Le prime battute post-elettorali di Grillo sono state inequivocabili: “Acqua pubblica, scuola pubblica, sanità pubblica, reddito minimo di cittadinanza (…)”. Altre battute sono state lanciate in questi giorni contro la Torino-Lione e la meno nota “gronda” autostradale genovese (di fatto il raddoppio del nodo autostradale intorno alla città). Sono da tempo note le posizioni del moVimento a favore delle energie rinnovabili e più in generale della riconversione ecologica delle produzioni e dei consumi. Insomma: un programma contro il liberismo, per il welfare e per l’ambiente.

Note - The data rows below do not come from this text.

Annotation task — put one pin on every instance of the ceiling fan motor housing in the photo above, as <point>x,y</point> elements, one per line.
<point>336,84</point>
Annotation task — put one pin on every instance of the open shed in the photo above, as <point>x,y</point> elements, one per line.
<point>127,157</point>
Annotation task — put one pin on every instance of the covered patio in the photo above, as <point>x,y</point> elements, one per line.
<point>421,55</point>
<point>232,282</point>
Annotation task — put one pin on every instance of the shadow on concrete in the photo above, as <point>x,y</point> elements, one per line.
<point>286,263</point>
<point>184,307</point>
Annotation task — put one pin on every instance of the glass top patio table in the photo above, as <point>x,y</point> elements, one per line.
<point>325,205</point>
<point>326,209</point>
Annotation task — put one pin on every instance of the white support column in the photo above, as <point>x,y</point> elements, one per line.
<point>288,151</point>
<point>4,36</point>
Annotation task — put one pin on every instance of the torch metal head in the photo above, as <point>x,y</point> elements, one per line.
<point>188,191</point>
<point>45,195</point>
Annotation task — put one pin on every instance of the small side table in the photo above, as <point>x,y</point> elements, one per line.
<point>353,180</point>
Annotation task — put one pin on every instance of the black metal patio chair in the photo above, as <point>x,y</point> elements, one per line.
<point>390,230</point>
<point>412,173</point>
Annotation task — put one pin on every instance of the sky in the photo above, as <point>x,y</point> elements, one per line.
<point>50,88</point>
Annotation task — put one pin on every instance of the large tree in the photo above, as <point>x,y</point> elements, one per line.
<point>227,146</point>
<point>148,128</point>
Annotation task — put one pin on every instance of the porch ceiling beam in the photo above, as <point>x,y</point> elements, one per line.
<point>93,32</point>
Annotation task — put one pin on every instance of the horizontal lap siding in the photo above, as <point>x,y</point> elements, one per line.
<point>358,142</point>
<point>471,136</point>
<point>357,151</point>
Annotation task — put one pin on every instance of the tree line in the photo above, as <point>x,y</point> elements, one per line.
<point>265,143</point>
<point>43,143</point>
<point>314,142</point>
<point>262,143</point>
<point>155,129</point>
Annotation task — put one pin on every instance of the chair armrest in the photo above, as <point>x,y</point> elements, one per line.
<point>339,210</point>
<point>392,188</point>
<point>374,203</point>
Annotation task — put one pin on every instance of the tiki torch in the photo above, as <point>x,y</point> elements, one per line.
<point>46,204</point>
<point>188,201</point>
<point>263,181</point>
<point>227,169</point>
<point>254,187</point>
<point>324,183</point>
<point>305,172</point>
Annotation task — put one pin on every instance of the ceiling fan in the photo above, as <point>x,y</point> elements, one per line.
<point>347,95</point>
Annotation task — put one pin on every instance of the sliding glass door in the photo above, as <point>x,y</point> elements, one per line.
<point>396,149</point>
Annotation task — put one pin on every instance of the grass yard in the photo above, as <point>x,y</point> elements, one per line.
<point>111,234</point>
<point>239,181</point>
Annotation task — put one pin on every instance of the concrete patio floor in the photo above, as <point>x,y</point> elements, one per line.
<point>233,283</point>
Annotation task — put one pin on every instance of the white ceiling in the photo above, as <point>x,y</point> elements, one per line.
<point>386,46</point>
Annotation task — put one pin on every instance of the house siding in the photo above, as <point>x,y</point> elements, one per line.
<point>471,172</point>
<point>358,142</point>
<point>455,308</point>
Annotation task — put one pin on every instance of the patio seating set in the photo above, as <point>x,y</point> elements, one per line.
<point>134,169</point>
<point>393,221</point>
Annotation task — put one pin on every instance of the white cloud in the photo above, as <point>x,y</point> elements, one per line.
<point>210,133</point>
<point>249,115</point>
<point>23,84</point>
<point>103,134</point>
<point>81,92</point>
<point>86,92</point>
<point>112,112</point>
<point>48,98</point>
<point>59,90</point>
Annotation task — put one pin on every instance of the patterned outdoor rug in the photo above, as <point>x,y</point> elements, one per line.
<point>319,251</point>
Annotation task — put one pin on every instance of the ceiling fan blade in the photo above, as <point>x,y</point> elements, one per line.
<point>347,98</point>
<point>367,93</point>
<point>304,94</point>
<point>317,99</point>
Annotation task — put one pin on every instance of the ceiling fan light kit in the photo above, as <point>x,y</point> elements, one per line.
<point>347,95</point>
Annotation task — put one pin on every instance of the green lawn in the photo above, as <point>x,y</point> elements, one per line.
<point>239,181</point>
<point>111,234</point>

Ma cerchiamo di andare un po’ più nel dettaglio: vediamo cosa dice il programma elettorale delle 5 stelle, punto per punto.
Punto 1 – ‘Stato e cittadini’. In mezzo a tanti spunti istituzionali dal sapore anti-politico, troviamo un paio di proposte che puntano alla razionalizzazione dell’amministrazione pubblica e della sua spesa: l’abolizione delle province e l’accorpamento dei comuni con meno di 5mila abitanti.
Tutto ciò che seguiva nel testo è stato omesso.